Maura looks troubled. “The Internet?” Jane would know, she says. She leads me into the hall, and points at a bulky machine squatting on a table by the door. She looks doubtful as she says, “Is that it?”
“No,” I say, “no, that’s a printer.”
“The Internet?” Maura repeats, again. She shrugs. “I’m sure it’s around here somewhere. I’m just not sure where.” (31)

This book, which is made up of portions from selected zines that Pérez created from 1994-2014, was a pleasing read to immerse myself in over the course of several commutes and evenings. I don’t think that I’ve read a single-author zine anthology before and there’s definitely something satisfying about it, in terms of being able to get a feel for someone’s style and voice. In her intro, Pérez writes about “document, as noun and as verb”: she’s concerned with documenting her life and also with the zine-as-document and also with various kinds of documents she interacts with (like books and family photos) (11). She also says this by way of introduction, which resonated with me a whole lot: “This is what I look for in stories, in people, in the world, in life and what I hope to convey in my own writing: humor, wonder, simplicity, magic, history, a sense of connection however small” (12).

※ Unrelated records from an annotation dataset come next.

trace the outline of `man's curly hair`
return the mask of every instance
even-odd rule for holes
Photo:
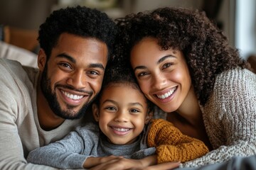
[[[96,38],[107,44],[108,58],[112,54],[117,26],[105,13],[85,6],[67,7],[54,11],[39,28],[38,40],[47,55],[58,42],[60,34],[68,33]]]
[[[156,38],[163,50],[181,50],[202,105],[211,94],[218,74],[246,66],[238,51],[228,45],[223,32],[205,13],[198,10],[160,8],[127,15],[117,19],[117,23],[119,33],[115,54],[122,55],[124,62],[129,62],[125,60],[129,60],[132,47],[145,37]]]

There are so many good bits in here: lists of things Pérez likes that feel both very specific/personal and very relatable, writing about family and loss and difficult familial relationships and family histories known or unknown, writing about race and culture and representation and other-ness and sameness, diary-like entries about people-watching on public transit, or about the little details of books and meals and the rhythms of days, drawings of household objects, a great mini-zine Pérez made for her 40th birthday, notes from a trip to Oaxaca, and more. And I love that there are end-notes, some of which are for clarification but others of which are Pérez commenting, amusedly/amusingly, on her past self.